Start Building Your Own Handwritten Digit Recognition

This tutorial has been designed to guide and understand the working of handwritten digit recognition system with the help of MNIST dataset in Python language. We will be using the MNIST dataset which is like the “hello world” for object classification in deep learning and machine learning. This dataset was created in 1999 and since has been used as a benchmark for classification algorithms. MNIST is ‘Modified National Institute of Standards and Technology’ and it as a common dataset used for computer vision.

This dataset will make us learn and understand the classification algorithms like Support Vector Machines(SVM) or K-nearest neighbor. We will be using SVM to classify and recognize images as it gives us favorable outputs and is more accurate.

The MNIST Dataset

The MNIST dataset was developed by Yann LeCun. It consists of 60,000 images as train images and 10,000 as test images. It is a good database for enthusiasts who want to practice learning techniques and pattern recognition methods on real-world data without spending much time on preprocessing and formatting.

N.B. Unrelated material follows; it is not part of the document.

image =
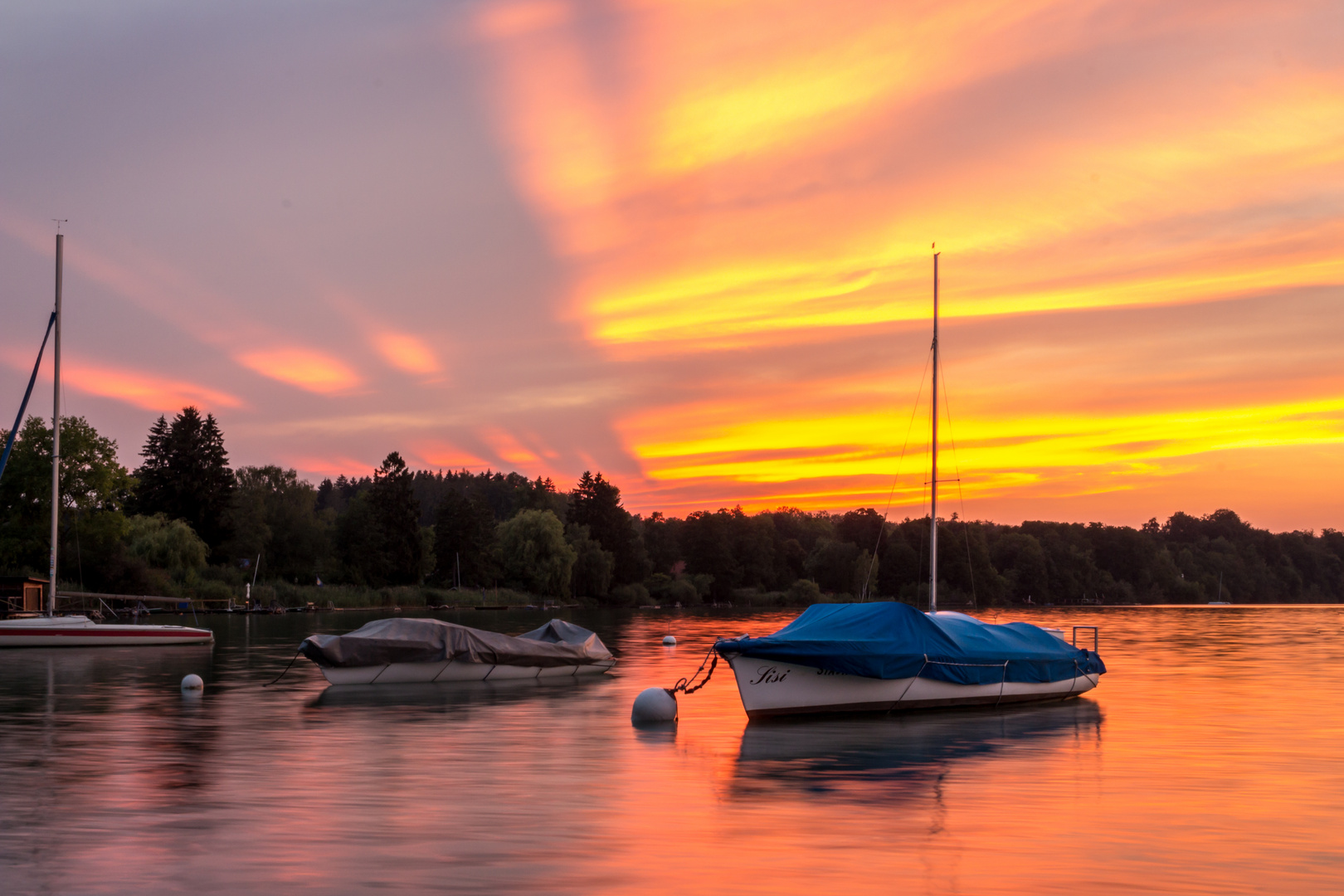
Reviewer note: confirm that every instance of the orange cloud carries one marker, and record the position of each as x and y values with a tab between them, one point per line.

Before touching my technique for enabling this implementation, I would like to point out Tensorflow can also be used to implement handwritten recognition in Python. Neural networks are the networks which consist of neurons that are continuously connected and transferring information to each other. They have the capability to think like humans and come up with complex ideas. In short, it mimics the human brain for decision-making.

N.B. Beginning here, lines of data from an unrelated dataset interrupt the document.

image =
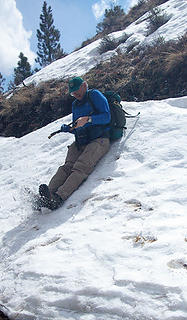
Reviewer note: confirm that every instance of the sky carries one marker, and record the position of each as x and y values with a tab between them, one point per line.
76	21
117	248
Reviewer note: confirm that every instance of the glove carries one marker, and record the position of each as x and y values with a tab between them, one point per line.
65	128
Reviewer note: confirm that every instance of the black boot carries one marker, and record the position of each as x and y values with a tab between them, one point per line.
44	191
49	201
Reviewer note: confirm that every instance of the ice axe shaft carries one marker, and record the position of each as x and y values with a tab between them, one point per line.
73	124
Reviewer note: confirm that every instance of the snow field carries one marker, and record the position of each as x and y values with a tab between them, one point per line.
117	248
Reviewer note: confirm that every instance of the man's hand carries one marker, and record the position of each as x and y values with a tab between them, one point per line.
80	122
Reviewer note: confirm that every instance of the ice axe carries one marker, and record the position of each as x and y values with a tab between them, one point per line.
73	124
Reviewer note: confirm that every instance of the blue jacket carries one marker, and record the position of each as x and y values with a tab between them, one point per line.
99	127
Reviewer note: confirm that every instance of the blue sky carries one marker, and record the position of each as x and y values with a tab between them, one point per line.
75	19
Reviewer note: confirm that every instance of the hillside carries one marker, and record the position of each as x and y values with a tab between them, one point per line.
140	67
117	248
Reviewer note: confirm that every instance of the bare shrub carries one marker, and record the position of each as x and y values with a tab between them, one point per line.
156	19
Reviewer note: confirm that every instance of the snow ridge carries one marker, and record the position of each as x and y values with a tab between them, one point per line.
117	248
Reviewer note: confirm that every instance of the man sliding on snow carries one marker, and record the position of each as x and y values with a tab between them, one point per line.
91	131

Convolutional Neural Networks are instrumental for this. They are a group or network of nodes that pass information to one another and have some pre-defined weight. CNN has its application in video and image recognition, recommender systems and natural language processing. As Tensorflow requires more resources and probably more time, I chose to carry on with support vectors as they are probably more intuitive and can be used for classification problems where it can classify images and give us maximum accuracy.

Before getting started with the implementation, let’s learn a little about SVM

Support Vector Machines

This algorithm is normally a second stepping stone for those who have learned linear and logistic regression. It is quite a popular algorithm used mostly in classification problems. It creates high-performance accuracy models with fewer efforts and minimum resources. Though it can be used for regression, its application is mostly found in classification scenario.

There is n number of data points which are features of our dataset. These points are plotted in an n-dimensional graph or space. After classification, these features are divided by a hyperparameter line which separates the two plains and helps us find the best one.

There are many possible criteria for finding the optimum hyperplane. Our objective is to find a plane in which has the maximum distance between the data points of both the classes. The dimension of a hyperplane is directly proportional to the number of features. If were input only 2 features, then the hyperplane is just a line. If it’s 3 or more, then the hyperplane becomes a two-dimensional plane. It becomes more complex when it exceeds 3.

These data points are support vectors that are closer to hyperplane and influence the position and orientation of the hyperplane. With the help of these vectors, we maximize the margin of the classifier. If we change or delete support vectors, it will change the position of the hyperplane. These points help us build our SVM model.

Now that we have gone through the basics of SVM, let’s implement handwritten recognition using MNIST dataset in Python.

Prerequisites

Python v3.7 or less required to carry on with the implementation and Jupiter for the environment.

Importing all the basic libraries in Python

import numpy as np
import pandas as pd
from sklearn.model_selection import train_test_split
import matplotlib.pyplot as plt, matplotlib.image as mpimg
from sklearn import svm
%matplotlib inline

Importing the train and test data

train_df=pd.read_csv(‘trainDG.csv’)
test_df=pd.read_csv(‘testDG.csv’)

Check for first five rows for train data

train_df.head()

For now, let’s try it out on the first 5000 images

images = train_df.iloc[0:5000,1:]
labels = train_df.iloc[0:5000,:1]
train_images, test_images,train_labels, test_labels = train_test_split(images, labels, train_size=0.8, random_state=0)

Reshaping the images to match the 28×28 shape size

i=1
img=train_images.iloc[2].as_matrix()
img=img.reshape((28,28))
plt.imshow(img,cmap=’gray’)
plt.title(train_labels.iloc[i,0])

Doing the same for test data

test_images[test_images>0]=1
train_images[train_images>0]=1
img=train_images.iloc[i].as_matrix().reshape((28,28))
plt.imshow(img,cmap=’binary’)
plt.title(train_labels.iloc[i])

Applying the SVM model

clf = svm.SVC()
clf.fit(train_images, train_labels.values.ravel())
clf.score(test_images,test_labels)

Prediction for test data

est_data=pd.read_csv(‘testDG.csv’)
test_data[test_data>0]=1
results=clf.predict(test_data[0:5000])

Generating the output file(if required)

df = pd.DataFrame(results)
df.index.name=’ImageId’
df.index+=1
df.columns=[‘Label’]
df.to_csv(‘sample_submission.csv’, header=True)

The accuracy for this model is 88.7% which is better compared to K-NN implementation. I have considered only first 5000 images as it eases implementation and enables better accuracy with desired results.